Nos primeiros anos, a escola funcionou com turmas multisseriadas, método comum na época, e contou com um corpo docente dedicado, muitas vezes formado por professoras locais que atuavam como agentes de transformação social.

Evolução Institucional: Do Grupo Escolar ao Colégio Estadual

A trajetória do edifício acompanha as sucessivas reformas educacionais brasileiras. Criado como Grupo Escolar, o estabelecimento passou por importantes reestruturações ao longo das décadas:
  • Década de 1950: Funcionamento como Grupo Escolar da Vila São Pedro, com foco no ensino primário.
  • Década de 1960: Com a expansão do ensino secundário no Brasil, a unidade passa por adaptações para acolher o ginásio, recebendo nova denominação e ampliando seu corpo docente e infraestrutura.
  • Década de 1970: A instituição é reorganizada sob a legislação educacional da época, incorporando o Ensino de Primeiro Grau e recebendo a denominação de Escola Estadual José Pavan, em homenagem a uma figura de relevância local para a educação e a comunidade jacarezinhense.
  • Década de 1980 em diante: Com a implantação do Ensino Médio e a reestruturação da rede estadual, a escola passa a chamar-se Colégio Estadual José Pavan, nome que mantém até os dias atuais.
Ao longo de sua história, o colégio ofereceu diferentes modalidades de ensino, incluindo cursos técnicos e programas de educação de jovens e adultos, sempre buscando atender às demandas da população local e às diretrizes da Secretaria de Educação do Paraná.
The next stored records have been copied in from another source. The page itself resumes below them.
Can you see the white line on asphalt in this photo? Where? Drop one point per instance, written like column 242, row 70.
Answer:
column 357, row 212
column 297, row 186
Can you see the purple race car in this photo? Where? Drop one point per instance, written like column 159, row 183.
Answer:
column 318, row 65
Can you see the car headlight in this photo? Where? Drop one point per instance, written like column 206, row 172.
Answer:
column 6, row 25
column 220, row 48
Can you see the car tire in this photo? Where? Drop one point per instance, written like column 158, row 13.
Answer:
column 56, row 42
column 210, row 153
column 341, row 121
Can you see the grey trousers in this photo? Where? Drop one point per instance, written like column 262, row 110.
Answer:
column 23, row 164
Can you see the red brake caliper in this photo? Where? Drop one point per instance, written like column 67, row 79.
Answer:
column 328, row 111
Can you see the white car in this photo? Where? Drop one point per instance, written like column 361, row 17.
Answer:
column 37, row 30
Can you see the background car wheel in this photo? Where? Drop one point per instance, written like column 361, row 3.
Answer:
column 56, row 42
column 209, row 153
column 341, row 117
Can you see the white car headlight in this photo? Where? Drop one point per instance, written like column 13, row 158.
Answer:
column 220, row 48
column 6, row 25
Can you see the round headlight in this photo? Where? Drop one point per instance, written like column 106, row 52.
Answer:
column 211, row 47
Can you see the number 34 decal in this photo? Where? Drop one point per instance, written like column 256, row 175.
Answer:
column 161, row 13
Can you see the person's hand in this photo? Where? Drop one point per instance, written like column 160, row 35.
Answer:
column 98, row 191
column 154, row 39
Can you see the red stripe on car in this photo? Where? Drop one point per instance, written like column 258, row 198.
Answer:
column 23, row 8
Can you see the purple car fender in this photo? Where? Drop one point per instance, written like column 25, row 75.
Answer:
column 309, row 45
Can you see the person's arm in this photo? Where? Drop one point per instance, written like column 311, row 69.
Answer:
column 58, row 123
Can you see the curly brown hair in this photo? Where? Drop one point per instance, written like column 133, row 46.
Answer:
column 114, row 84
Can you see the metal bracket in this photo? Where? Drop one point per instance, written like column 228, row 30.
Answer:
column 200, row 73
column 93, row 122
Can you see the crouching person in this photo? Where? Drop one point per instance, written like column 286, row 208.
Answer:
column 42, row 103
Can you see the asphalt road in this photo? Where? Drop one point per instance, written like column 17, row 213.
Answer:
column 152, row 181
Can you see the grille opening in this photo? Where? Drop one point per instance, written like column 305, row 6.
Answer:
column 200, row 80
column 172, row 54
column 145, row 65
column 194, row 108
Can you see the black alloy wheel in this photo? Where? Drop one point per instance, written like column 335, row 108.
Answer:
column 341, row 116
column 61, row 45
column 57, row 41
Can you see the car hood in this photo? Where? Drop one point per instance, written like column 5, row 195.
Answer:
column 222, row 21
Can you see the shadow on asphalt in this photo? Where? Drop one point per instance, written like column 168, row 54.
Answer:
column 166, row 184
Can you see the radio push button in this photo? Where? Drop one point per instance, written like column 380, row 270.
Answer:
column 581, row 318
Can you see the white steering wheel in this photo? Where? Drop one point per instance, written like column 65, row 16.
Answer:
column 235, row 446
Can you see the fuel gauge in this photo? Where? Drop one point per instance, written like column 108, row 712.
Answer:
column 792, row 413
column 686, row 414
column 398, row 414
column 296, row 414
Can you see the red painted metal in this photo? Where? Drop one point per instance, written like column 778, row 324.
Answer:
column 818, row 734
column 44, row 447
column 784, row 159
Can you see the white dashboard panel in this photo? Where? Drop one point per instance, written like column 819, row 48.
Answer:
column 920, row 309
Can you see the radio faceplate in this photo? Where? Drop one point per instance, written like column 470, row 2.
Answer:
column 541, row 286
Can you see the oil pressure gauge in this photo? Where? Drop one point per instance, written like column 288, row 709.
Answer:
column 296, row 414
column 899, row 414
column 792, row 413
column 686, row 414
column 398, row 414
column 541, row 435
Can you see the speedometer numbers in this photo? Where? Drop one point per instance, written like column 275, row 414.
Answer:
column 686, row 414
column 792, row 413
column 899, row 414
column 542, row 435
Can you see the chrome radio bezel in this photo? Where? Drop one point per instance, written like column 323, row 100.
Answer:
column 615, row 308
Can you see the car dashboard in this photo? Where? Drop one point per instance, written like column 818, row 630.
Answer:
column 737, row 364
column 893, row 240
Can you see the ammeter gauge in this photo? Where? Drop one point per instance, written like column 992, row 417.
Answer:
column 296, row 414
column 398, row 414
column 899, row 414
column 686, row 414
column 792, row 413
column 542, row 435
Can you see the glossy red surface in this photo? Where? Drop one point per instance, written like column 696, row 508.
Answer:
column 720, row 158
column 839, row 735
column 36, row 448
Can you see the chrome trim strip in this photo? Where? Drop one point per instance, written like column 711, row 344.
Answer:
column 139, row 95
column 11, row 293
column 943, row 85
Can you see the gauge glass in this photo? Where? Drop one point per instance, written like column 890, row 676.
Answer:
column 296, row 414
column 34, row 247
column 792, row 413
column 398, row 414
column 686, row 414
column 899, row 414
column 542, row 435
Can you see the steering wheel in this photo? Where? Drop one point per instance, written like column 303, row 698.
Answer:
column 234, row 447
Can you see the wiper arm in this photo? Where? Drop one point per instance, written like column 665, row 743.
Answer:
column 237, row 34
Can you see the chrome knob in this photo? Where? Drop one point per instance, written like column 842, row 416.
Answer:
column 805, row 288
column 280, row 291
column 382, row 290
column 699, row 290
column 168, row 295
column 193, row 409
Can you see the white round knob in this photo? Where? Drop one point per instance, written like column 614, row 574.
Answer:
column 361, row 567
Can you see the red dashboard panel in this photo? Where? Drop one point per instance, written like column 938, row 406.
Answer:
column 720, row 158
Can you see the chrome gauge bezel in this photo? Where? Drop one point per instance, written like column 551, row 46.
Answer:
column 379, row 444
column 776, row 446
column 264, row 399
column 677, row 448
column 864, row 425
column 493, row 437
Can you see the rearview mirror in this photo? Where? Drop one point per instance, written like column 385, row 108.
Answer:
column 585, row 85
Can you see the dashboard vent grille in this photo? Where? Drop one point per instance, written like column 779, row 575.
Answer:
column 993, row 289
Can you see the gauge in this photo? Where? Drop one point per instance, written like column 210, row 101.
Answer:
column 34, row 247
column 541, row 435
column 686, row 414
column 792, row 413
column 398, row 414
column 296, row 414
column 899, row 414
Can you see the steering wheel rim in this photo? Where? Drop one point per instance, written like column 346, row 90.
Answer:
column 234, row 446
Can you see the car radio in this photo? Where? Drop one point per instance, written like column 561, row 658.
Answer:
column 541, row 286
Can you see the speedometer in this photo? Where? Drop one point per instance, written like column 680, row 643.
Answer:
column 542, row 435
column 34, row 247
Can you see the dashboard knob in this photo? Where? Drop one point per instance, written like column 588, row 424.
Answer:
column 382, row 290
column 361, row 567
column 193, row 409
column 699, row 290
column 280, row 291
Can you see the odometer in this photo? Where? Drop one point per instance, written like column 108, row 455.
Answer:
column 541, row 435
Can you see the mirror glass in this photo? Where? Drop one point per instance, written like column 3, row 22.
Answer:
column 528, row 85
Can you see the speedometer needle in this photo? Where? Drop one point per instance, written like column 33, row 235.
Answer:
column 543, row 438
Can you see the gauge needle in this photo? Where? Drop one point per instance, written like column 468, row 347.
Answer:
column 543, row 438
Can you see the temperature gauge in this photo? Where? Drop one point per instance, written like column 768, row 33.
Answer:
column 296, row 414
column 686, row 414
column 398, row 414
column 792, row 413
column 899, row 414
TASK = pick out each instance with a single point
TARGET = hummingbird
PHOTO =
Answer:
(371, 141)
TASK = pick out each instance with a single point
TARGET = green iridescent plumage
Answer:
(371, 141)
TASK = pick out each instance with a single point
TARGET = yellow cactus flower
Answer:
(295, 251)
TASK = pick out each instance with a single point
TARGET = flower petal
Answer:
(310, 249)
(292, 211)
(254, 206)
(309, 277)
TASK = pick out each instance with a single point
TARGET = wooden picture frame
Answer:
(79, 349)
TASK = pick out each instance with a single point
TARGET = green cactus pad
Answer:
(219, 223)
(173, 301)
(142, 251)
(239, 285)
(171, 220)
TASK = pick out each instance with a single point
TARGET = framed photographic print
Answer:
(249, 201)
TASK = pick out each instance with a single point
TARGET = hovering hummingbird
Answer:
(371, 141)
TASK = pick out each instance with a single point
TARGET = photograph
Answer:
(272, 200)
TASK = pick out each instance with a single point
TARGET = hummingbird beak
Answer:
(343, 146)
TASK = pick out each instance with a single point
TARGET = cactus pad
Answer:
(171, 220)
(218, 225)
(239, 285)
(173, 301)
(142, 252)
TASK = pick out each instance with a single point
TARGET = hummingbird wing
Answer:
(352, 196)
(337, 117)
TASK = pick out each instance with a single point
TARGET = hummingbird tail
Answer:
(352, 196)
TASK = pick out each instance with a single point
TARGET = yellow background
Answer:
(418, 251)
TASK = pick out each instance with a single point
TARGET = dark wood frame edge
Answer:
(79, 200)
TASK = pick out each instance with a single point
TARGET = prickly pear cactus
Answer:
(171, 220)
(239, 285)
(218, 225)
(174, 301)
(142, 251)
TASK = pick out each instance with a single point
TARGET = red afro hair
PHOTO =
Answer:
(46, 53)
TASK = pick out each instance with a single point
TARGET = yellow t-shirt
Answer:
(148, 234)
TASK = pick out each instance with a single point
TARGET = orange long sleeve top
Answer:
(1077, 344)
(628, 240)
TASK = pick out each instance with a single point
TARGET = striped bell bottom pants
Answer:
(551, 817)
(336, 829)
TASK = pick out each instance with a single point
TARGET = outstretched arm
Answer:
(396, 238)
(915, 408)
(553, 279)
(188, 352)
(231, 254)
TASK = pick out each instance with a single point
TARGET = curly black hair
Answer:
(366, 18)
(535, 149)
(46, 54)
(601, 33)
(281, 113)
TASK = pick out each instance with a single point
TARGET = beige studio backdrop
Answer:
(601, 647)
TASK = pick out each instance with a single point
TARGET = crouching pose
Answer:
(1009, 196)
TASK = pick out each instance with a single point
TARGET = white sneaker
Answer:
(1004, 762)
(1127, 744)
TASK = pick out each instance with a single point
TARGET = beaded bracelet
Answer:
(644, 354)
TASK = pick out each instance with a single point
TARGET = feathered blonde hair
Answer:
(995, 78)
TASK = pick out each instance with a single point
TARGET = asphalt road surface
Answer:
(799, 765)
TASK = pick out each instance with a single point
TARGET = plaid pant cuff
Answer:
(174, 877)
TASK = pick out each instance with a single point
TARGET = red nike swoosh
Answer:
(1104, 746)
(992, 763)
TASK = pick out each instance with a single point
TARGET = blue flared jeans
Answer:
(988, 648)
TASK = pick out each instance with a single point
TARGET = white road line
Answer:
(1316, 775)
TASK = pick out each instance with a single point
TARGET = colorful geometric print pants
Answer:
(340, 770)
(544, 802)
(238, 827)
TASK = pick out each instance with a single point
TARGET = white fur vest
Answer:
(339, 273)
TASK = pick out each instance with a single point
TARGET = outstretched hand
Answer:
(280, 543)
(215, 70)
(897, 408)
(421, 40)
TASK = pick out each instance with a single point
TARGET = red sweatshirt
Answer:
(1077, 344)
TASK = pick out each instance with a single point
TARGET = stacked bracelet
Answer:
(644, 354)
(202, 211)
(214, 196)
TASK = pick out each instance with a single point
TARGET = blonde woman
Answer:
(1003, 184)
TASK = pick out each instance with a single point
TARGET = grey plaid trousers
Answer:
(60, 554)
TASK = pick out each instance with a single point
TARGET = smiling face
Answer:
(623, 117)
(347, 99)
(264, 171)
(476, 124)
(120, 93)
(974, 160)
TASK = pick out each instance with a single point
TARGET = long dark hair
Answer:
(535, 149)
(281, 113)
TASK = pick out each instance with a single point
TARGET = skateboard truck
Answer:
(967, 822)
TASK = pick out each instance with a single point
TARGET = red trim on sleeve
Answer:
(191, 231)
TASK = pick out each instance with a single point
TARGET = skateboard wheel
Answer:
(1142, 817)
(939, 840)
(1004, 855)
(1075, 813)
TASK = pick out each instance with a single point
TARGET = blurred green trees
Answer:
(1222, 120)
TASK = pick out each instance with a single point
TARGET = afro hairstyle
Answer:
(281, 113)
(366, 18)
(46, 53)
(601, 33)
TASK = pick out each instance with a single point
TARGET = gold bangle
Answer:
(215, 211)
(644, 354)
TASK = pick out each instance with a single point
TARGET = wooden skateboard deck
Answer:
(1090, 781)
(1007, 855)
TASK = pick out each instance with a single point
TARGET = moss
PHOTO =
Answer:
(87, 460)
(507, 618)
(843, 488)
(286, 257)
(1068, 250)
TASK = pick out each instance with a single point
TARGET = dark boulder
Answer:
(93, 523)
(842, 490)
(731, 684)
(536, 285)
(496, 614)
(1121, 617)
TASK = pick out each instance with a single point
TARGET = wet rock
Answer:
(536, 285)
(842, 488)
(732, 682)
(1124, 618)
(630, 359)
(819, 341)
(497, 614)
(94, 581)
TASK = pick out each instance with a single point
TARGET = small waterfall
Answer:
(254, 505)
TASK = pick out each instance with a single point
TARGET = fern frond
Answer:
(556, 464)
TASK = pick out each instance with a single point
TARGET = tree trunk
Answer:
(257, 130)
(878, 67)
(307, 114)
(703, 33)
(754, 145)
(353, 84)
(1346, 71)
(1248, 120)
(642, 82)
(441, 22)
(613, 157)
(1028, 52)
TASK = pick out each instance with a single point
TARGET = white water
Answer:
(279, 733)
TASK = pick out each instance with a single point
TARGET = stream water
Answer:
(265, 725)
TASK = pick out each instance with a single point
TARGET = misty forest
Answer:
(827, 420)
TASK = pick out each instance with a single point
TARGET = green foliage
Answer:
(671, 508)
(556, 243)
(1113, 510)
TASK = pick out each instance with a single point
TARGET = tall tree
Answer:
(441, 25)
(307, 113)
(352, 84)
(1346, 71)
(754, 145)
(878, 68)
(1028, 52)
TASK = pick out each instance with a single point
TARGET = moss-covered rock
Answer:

Situação Atual e Preservação do Patrimônio Edificado

O edifício original, embora existente e em pleno uso, sofreu alterações ao longo dos anos para acompanhar as novas necessidades pedagógicas, tecnológicas e de acessibilidade. Adaptações como instalação de laboratórios, salas de informática, rampas de acesso, adequações elétricas e hidráulicas foram incorporadas, buscando equilibrar funcionalidade contemporânea e preservação das características arquitetônicas originais.
A manutenção de edifícios escolares históricos como este representa um desafio constante: como preservar a memória e a identidade visual sem impedir a modernização necessária à qualidade do ensino? O Colégio Estadual José Pavan exemplifica essa busca, mantendo viva sua arquitetura neocolonial enquanto segue formando novas gerações de estudantes.

Legado Cultural e Educacional

O Grupo Escolar da Vila São Pedro, hoje Colégio Estadual José Pavan, é muito mais do que um espaço físico: é um símbolo da luta pelo acesso à educação pública de qualidade no interior do Paraná. Sua arquitetura, sua localização e sua trajetória institucional contam a história de uma comunidade que valorizou a escola como espaço de formação humana, cidadã e profissional.
Preservar sua memória é reconhecer o esforço de educadores, gestores e famílias que, ao longo de décadas, construíram uma tradição de ensino comprometida com o desenvolvimento local. O colégio segue, assim, cumprindo sua missão: acolher, ensinar e transformar vidas, tal como fazia quando abriu suas portas pela primeira vez, em 1951, na acolhedora Vila São Pedro, em Jacarezinho.

Considerações Finais

O Colégio Estadual José Pavan representa um capítulo importante na história da educação paranaense. Seu projeto arquitetônico padronizado, sua estética neocolonial e sua evolução institucional refletem as políticas públicas e as aspirações sociais de um período crucial para o estado.
Estudar e valorizar esse patrimônio é um convite a refletir sobre o papel da escola pública na construção de uma sociedade mais justa e consciente. Que o legado do Grupo Escolar da Vila São Pedro continue inspirando educadores, estudantes e comunidades a acreditar no poder transformador da educação.